9.11 RMS Sequential Files and Platform Portability?

When working with mixed platforms, you will want to become familiar with the various RMS sequential record formats, including Variable with Fixed Control (VFC), stream, stream LF, and stream CR, among other record formats.

Switching formats uses CONVERT/FDL or SET FILE/ATTRIBUTES. The former converts files, the latter resets attributes. Text editors tend to select attributes when creating new files that may or may not meet requirements. If the default attributes do not match your requirements, create a stub file, SET FILE/ATTR, then edit the existing file. (Most editors will preserve attributes on an existing file.)

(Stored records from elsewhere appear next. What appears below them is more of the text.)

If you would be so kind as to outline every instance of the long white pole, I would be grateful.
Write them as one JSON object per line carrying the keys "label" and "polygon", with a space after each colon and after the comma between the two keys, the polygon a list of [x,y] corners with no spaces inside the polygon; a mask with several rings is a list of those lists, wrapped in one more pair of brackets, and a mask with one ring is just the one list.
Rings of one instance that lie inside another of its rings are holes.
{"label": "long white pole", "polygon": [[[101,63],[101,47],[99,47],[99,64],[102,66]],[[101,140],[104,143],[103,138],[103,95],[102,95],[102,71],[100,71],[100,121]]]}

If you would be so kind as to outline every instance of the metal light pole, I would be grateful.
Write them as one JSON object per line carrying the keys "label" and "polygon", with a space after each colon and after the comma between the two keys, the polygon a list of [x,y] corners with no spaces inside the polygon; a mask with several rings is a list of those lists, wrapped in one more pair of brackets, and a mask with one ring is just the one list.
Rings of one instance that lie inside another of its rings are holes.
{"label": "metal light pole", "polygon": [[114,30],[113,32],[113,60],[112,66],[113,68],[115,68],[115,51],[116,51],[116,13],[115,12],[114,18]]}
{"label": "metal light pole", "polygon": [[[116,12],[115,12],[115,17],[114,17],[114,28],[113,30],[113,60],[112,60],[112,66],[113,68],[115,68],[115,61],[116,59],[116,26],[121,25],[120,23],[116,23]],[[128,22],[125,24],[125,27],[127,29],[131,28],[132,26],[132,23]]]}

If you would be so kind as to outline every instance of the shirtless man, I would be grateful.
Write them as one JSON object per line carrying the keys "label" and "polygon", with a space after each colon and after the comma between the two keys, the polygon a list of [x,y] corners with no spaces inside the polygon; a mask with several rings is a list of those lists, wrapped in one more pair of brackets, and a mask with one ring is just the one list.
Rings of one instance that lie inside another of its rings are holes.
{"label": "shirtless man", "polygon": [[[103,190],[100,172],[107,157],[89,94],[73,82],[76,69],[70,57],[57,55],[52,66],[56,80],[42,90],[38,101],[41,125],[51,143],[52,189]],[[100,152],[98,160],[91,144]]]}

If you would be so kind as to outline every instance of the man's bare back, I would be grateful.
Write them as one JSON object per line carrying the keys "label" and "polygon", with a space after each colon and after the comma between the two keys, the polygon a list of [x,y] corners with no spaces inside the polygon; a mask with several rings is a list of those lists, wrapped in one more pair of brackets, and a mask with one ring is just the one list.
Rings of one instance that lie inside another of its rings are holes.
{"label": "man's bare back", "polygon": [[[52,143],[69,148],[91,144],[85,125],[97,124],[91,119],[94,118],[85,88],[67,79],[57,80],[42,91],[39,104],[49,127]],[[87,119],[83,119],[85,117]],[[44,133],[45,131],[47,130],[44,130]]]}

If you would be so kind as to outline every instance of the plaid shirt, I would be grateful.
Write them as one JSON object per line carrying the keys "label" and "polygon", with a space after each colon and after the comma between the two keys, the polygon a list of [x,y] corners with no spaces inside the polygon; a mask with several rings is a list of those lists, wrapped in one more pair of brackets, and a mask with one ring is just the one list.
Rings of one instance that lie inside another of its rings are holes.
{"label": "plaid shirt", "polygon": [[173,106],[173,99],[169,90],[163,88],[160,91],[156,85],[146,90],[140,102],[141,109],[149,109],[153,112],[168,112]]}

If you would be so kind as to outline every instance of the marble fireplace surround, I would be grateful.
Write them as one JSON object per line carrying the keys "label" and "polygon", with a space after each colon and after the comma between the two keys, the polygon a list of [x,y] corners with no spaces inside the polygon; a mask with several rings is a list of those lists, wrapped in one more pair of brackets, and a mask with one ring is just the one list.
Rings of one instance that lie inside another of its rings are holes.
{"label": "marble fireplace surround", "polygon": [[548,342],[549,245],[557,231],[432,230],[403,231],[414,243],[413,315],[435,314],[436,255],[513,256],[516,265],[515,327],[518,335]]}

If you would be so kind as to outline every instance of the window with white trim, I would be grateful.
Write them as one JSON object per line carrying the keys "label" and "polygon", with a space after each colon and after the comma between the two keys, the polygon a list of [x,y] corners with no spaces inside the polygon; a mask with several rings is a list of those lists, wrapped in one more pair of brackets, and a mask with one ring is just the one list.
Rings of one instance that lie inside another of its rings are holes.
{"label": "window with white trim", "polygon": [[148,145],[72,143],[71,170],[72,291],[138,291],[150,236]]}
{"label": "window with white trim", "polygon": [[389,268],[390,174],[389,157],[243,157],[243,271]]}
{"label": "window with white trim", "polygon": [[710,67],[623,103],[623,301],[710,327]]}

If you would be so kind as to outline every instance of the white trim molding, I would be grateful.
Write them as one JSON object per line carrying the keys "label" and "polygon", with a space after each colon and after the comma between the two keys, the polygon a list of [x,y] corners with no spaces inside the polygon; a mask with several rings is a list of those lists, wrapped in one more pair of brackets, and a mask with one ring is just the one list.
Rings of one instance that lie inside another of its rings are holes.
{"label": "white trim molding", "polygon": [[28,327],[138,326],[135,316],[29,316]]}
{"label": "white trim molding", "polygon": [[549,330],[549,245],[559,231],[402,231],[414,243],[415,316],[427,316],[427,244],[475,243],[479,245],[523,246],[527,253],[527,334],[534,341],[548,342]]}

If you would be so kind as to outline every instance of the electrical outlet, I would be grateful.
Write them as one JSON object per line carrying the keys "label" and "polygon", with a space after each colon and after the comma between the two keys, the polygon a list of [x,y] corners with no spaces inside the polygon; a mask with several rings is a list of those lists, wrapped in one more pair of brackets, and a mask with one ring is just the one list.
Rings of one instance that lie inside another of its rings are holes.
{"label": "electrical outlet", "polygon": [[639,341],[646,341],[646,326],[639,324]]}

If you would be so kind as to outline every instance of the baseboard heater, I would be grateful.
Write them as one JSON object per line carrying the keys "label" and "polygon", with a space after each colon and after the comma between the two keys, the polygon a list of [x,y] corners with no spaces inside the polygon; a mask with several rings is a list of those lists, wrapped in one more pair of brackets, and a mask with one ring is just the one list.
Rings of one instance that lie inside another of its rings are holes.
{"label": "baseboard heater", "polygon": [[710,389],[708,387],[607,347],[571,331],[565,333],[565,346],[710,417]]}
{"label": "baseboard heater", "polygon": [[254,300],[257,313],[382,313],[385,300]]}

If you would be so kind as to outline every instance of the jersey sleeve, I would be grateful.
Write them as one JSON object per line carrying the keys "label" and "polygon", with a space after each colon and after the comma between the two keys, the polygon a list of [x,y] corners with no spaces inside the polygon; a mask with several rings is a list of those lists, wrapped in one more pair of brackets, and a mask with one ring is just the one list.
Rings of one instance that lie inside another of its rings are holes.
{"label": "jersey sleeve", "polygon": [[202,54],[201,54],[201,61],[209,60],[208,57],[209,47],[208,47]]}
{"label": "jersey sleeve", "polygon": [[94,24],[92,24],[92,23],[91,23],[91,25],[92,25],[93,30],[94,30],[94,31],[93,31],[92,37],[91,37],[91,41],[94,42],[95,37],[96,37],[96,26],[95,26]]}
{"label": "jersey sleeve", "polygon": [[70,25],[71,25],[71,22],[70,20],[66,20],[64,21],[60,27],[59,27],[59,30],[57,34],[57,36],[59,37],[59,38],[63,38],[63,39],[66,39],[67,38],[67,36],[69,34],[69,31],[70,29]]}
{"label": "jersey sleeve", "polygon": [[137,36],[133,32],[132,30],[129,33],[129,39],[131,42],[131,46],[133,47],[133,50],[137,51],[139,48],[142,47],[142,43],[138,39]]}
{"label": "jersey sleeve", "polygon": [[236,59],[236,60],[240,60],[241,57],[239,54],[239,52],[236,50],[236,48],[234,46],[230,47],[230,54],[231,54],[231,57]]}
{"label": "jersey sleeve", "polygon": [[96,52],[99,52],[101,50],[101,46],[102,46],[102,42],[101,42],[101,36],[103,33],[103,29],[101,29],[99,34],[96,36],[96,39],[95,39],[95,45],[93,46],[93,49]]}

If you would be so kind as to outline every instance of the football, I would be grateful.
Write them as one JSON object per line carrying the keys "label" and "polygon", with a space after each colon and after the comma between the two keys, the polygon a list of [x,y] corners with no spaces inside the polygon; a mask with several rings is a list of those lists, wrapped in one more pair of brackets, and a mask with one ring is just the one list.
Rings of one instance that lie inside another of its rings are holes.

When working with Windows, stream is usually the best choice for sequential file operations. Stream LF is most commonly used with UNIX and C applications. Windows and UNIX tend not to be able to directly read files of "unexpected" sequential RMS record formats.

VFC is a common OpenVMS format, encoding the record length into the record. It is this extra data that can cause corruption-like problems when viewed without RMS; either directly via $qio or via the file system API on other operating system platforms. You will want to look at the low-level record formats, and at the RMS and the Files and Applications documentation in the OpenVMS manuals.

If transfering through other platforms, use of a current version of Zip (with the "-Vv" or "-V" option) and unzip, or use of a BACKUP saveset will contain and maintain the RMS file and record attributes. (For BACKUP and its own attributes requirements, see the restoration tool.)

9.12 How to read locked files?

Files can be locked by applications, and various approaches including CONVERT/SHARE and DUMP/ALLOCATED can be used, as can the following command sequence:


$ open/read/share=write x lockedfile.txt 
$ type x 

If you can rebuild the application from source, details related to file sharing are in Section 10.17.